STING can drive the production of a particular family of inflammatory proteins, Type I interferons (IFNs). Type I IFNs are a key output of STING signaling and DNA-sensing pathways in the cells and are known to be protective against bone loss.
Dr. Sharma further refined her research to focus on these signaling proteins and found that these proteins are decreased in the absence of STING, and their lowered levels could be affecting the development of osteoporosis with age. Thus, STING forms a therapeutic node for intervention during osteoporosis.
Dr. Sharma is now evaluating if the Type I IFNs are the only inflammatory proteins produced during STING-mediated DNA sensing in osteoporosis or if other pathways that are STING-dependent can also be targeted.
Pharmaceutical companies are already exploring STING as a potential therapeutic target for several diseases. “The ultimate goal of my research is to identify novel drug targets that could lead to improved therapeutics for both autoimmune diseases and aging-related osteoporosis.”
Dr.
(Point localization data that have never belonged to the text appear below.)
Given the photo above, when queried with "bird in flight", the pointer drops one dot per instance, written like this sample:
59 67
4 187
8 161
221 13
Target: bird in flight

Sharma also expressed that she is especially grateful to those who support the Arthritis National Research Foundation because the grant she received came at a critical juncture in her career.
“I wasn’t sure I would be able to stay in academia because the funding situation was just so abysmal,” she recalls. “This grant changed everything!”
In March, she started a tenure track position as an assistant professor at Tufts University Medical Center with her own research laboratory to look at the role of STING in age-dependent osteoarthritis and other aging-induced changes. “Without the foundation’s support I could never have envisioned the work I’m doing now,” she says. “Their support and enthusiasm has made all the difference by allowing me to pursue my dreams.”